NSEDoc knows about these variables and will use them in preference
to fields in the comments. Scripts should also have an
<varname>@output</varname> tag showing sample output, as well as <varname>@args</varname> and <varname>@usage</varname> where appropriate.
<xref linkend="nsedoc-script" xrefstyle="select: label nopage"/>
shows proper form for script-level documentation, using a
combination of documentation comments and NSE variables.
</para>
<!-- From asn-query.nse. -->
<example id="nsedoc-script">
<title>An NSEDoc comment for a script</title>
<programlisting>
description = [[
Maps IP addresses to autonomous system (AS) numbers.
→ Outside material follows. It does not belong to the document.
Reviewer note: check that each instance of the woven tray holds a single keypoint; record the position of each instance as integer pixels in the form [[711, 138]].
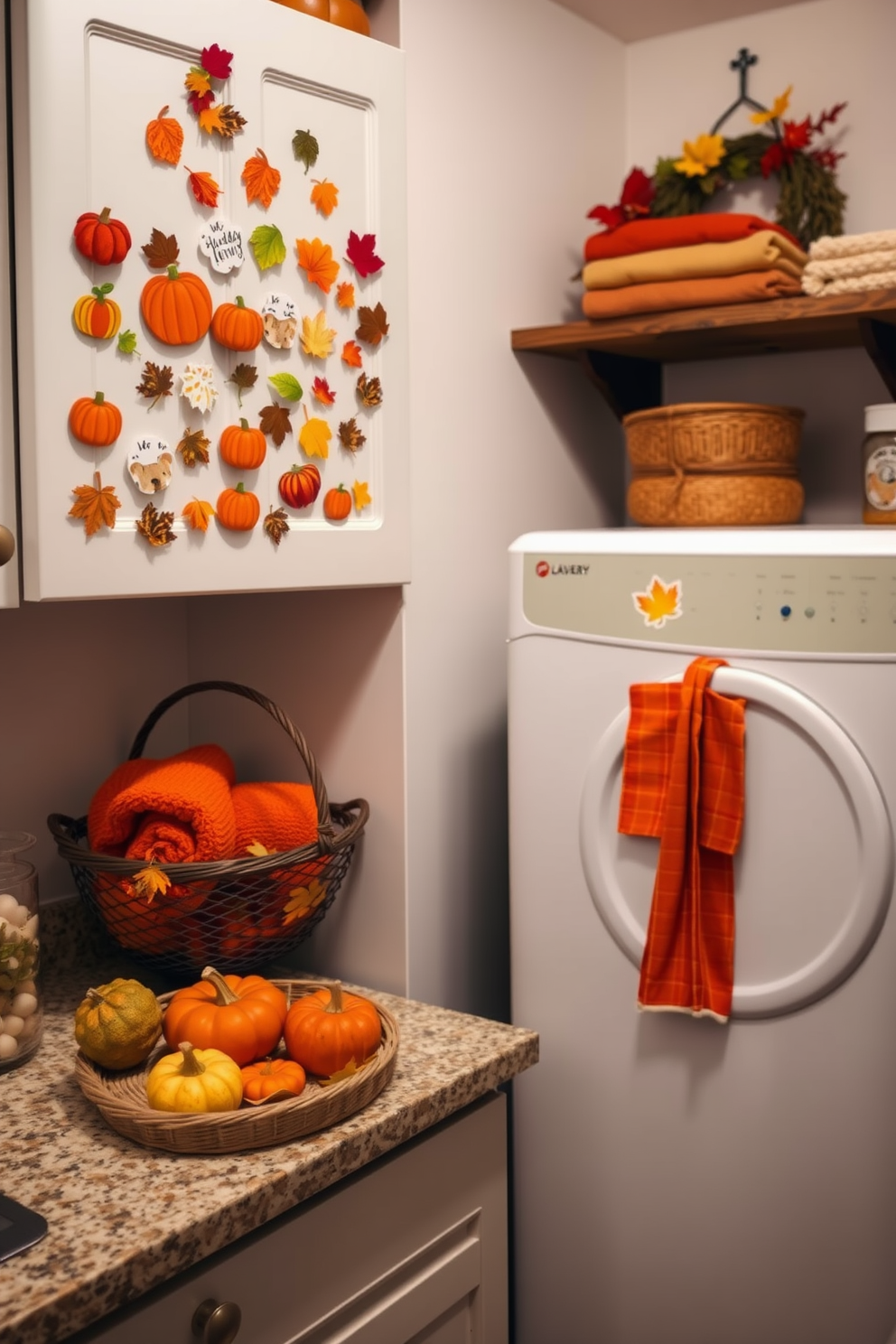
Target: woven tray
[[229, 913], [121, 1099]]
The script works by sending DNS TXT queries to a DNS server which in
turn queries a third-party service provided by Team Cymru
(team-cymru.org) using an in-addr.arpa style zone set up especially for
use by Nmap.
]]
---
-- @usage
-- nmap --script asn-query.nse [--script-args dns=&lt;DNS server&gt;] &lt;target&gt;
-- @args dns The address of a recursive nameserver to use (optional).
-- @output
-- Host script results:
-- | AS Numbers:
-- | BGP: 64.13.128.0/21 | Country: US
-- | Origin AS: 10565 SVCOLO-AS - Silicon Valley Colocation, Inc.
-- | Peer AS: 3561 6461
-- | BGP: 64.13.128.0/18 | Country: US
-- | Origin AS: 10565 SVCOLO-AS - Silicon Valley Colocation, Inc.
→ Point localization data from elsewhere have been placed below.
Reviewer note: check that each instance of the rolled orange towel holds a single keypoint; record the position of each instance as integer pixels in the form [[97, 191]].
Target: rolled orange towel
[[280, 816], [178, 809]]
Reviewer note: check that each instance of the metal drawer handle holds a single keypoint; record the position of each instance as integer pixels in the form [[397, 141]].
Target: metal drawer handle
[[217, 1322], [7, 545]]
-- |_ Peer AS: 174 2914 6461
author = "jah, Michael"
license = "Same as Nmap--See http://nmap.org/book/man-legal.html"
categories = {"discovery", "external"}
</programlisting>
</example>
<indexterm><primary>NSEDoc</primary><secondary>for C modules</secondary></indexterm>
<para>
Compiled NSE modules are also documented with NSEDoc, even though
they have no Lua source code. Each compiled module has a file
<filename><replaceable>modulename</replaceable>.luadoc</filename><indexterm><primary sortas="luadoc filename extension"><filename>.luadoc</filename> filename extension</primary></indexterm>
that is kept in the <filename>nselib</filename> directory alongside
the Lua modules. This file lists and documents the functions and
tables in the compiled module as though they were written in Lua.
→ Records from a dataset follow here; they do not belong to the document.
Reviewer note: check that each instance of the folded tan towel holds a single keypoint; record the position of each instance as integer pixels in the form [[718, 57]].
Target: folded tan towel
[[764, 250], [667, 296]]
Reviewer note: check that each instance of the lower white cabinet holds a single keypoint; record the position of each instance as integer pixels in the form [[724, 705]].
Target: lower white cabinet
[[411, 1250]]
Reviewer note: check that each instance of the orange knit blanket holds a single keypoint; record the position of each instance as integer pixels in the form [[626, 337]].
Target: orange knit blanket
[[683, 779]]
Only the name of each function is required, not its definition (not
even <literal>end</literal>). You must use the
<literal>@name</literal> and <literal>@class</literal> tags when
documenting a table to assist the documentation parser in
identifying it. There are several examples of this method of
documentation in the Nmap source distribution (including <literal>nmap.luadoc</literal>, <literal>bit.luadoc</literal>, and <literal>pcre.luadoc</literal>).
</para>
<sect2 id="nsedoc-tags">
<title>NSE Documentation Tags</title>
<para>
The following tags are understood by NSEDoc:
</para>
<variablelist>
<varlistentry>
<term><option>@param</option></term>
<listitem>
<para>
Describes a function parameter. The first word following
<literal>@param</literal> is the name of the parameter
being described. The tag should appear once for each
parameter of a function.
</para>
</listitem>
</varlistentry>
<varlistentry>
<term><option>@see</option></term>
<listitem>
<para>
Adds a cross-reference to another function or table.
</para>
</listitem>
</varlistentry>
<varlistentry>
<term><option>@return</option></term>
<listitem>
<para>
Describes a return value of a function.
<literal>@return</literal> may be used multiple times for
multiple return values.
</para>
</listitem>
</varlistentry>
<varlistentry>
<term><option>@usage</option></term>
<listitem>
<para>
Provides a usage example of a function or script. In
the case of a function, the example is Lua code; for a
script it is an Nmap command line.
<literal>@usage</literal> may be given more than once.
</para>
</listitem>
</varlistentry>
<varlistentry>
<term><option>@name</option></term>
<listitem>
<para>
Defines a name for the function or table being documented.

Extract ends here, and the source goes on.